The man who got out had cop written all over him. He was about five feet ten, still in pretty good shape for a man who was probably in his late forties or early fifties. He had a shaved head, the classic technique of bald men everywhere who don’t want people thinking they’re bald. Wavy wrinkles ran across his forehead, and he had black-and-gray stubble that hadn’t been cut back in a couple of days. Call it nine-o’clock shadow, rather than five. He had squinty, intense blue eyes and a thin line for a mouth that didn’t look accustomed to smiling. His clothes fit snugly on his frame, white shirt with a tie knotted firmly at his collar, chocolate-brown slacks, dusty tan loafers. His badge was slung over his belt.
Three words came to mind. Hard. Suspicious. Thorough.
Kimble came into the restaurant, and I waved at him. He nodded at me, but I saw no warmth on his face as he approached. I already had the feeling that this was not going to be one of those cop–private detective relationships where we shared all of our innermost secrets and painted each other’s toenails.
“You’re Shannon Wells?” he said, sitting down across from me. The café waitress obviously knew him and had a mug of coffee ready to put in front of him the instant his ass hit the chair.
“I am. Detective Kimble, I presume?”
“That’s right.” His voice was a deep, throaty rumble. He eased back in the chair and drank his hot coffee with the confidence of someone who was on his home turf. “Did you fly into O’Hare?”
“No, actually, I drove.”
His dark eyebrows arched. “That’s a long way.”
“I had a stop to make.”
“Hmm.” He expressed no interest in my detour, which matched my lack of interest in telling him that I’d been looking into the murder of a woman who might have been me in a prior life.

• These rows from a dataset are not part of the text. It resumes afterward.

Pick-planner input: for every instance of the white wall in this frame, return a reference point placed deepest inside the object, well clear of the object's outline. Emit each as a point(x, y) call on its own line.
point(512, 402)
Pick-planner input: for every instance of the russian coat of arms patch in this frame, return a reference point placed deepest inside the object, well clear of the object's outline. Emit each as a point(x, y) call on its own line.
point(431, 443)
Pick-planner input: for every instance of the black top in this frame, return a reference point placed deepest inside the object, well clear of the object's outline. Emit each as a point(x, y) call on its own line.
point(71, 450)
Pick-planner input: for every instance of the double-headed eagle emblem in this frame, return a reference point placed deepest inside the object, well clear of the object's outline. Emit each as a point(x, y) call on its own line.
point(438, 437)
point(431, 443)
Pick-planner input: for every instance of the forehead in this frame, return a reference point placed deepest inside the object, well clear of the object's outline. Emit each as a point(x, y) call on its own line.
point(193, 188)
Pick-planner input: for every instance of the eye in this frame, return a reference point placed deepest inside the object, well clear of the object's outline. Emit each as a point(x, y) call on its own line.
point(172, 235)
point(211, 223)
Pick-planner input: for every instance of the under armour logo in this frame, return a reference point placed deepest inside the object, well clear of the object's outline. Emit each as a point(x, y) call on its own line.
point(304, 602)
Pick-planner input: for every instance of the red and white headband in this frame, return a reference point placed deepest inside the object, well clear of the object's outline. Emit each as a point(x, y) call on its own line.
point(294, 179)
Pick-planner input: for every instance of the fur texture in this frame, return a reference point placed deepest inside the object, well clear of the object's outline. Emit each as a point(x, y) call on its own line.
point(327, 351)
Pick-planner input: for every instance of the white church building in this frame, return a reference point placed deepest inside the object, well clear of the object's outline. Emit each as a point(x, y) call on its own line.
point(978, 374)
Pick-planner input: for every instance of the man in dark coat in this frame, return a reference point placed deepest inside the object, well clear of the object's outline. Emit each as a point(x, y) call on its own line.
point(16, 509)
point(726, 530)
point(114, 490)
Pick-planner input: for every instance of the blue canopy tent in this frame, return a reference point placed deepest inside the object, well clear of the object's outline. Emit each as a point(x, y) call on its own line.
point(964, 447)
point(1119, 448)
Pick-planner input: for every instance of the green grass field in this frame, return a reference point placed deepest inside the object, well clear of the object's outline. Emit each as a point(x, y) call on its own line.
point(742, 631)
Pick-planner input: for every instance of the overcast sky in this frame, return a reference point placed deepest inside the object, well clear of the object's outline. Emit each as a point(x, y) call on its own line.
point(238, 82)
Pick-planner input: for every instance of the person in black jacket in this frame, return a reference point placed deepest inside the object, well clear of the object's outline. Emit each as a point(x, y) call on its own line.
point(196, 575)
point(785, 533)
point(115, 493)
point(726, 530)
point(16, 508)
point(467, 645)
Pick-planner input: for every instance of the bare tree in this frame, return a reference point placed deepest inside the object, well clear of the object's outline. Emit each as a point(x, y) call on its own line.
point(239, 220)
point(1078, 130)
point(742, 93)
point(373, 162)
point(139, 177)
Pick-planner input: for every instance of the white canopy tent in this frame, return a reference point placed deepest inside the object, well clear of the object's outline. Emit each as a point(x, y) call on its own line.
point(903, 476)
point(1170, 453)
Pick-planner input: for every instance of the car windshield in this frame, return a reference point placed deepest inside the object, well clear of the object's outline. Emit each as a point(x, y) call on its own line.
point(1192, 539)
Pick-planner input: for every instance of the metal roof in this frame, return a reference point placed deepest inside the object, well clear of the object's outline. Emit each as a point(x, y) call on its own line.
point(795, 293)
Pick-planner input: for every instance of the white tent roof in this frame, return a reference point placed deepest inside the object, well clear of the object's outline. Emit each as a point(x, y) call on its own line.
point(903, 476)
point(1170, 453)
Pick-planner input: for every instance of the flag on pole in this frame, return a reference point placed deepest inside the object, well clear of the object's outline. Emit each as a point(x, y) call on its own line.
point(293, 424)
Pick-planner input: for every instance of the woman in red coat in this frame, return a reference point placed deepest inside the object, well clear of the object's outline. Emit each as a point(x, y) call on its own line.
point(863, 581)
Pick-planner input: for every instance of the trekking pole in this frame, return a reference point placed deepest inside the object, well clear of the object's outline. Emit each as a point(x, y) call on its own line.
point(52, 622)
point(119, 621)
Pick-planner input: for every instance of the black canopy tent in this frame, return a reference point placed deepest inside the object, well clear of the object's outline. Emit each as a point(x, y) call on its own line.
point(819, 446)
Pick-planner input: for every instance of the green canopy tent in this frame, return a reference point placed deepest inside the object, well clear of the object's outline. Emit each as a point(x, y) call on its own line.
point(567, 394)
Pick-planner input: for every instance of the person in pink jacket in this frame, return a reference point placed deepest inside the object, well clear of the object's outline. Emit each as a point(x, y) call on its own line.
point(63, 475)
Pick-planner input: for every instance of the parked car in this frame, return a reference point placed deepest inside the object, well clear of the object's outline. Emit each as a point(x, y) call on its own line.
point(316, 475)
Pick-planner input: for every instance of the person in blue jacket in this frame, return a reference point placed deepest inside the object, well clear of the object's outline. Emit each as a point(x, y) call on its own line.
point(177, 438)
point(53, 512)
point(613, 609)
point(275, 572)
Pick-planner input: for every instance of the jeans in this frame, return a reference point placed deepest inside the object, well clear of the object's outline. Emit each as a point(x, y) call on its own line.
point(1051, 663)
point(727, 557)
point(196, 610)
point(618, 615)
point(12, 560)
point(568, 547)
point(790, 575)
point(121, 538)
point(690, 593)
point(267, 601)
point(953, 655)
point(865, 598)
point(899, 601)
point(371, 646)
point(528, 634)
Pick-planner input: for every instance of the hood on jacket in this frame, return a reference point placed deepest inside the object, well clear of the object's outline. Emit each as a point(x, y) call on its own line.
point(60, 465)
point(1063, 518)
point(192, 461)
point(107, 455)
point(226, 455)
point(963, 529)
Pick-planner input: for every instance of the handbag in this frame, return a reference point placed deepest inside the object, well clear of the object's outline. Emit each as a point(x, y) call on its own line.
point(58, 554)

“Anyway, thanks for reaching out to me,” I went on. “How did you spot my post on the cold case forum?”
Kimble shrugged. “I didn’t. I got a call from Phil Potter. He’s a retired detective from the sheriff’s department. The West case was Phil’s before it shifted to my desk when he left the force ten years ago. Phil spends a lot of time digging into cold cases around Michigan. He haunts the true crime blogs. When he saw your post, he made the connection to the West case, and he called me.”
“Do you think Phil would be willing to talk to me?” I asked.
“Talk to a pretty young woman? Yeah, Phil will be all over that.” Kimble’s lips finally crept upward in something like a smile, but it didn’t last long. “However, let’s be clear about something. This is my case, Shannon. It may be cold, but as far as I’m concerned, it’s as active as it was on the day we found Dawn West’s body. I appreciate you taking an interest in it, and I’m never going to complain about an extra set of eyes. But I expect you to respect the ground rules, okay?”
“Absolutely.”
“You find anything, you tell me pronto, got it? I don’t need an out-of-state PI crossing ethical lines.”
“I have no intention of doing that,” I assured him.
“Good. Because if someone calls me to complain about you, I’m going to ask you to turn your car around and head home to Florida.”
“Understood.”
Kimble seemed satisfied. With our deal in place, he rubbed the stubble on his chin and studied me closely, as if taking my measure. Most older cops did that when they met me. I looked young. I was young—despite what Rina thought. But I also didn’t back down from a challenge, and I got the feeling that Kimble could see that determination in my eyes. He might be a small-town detective, but he had a street savviness about him.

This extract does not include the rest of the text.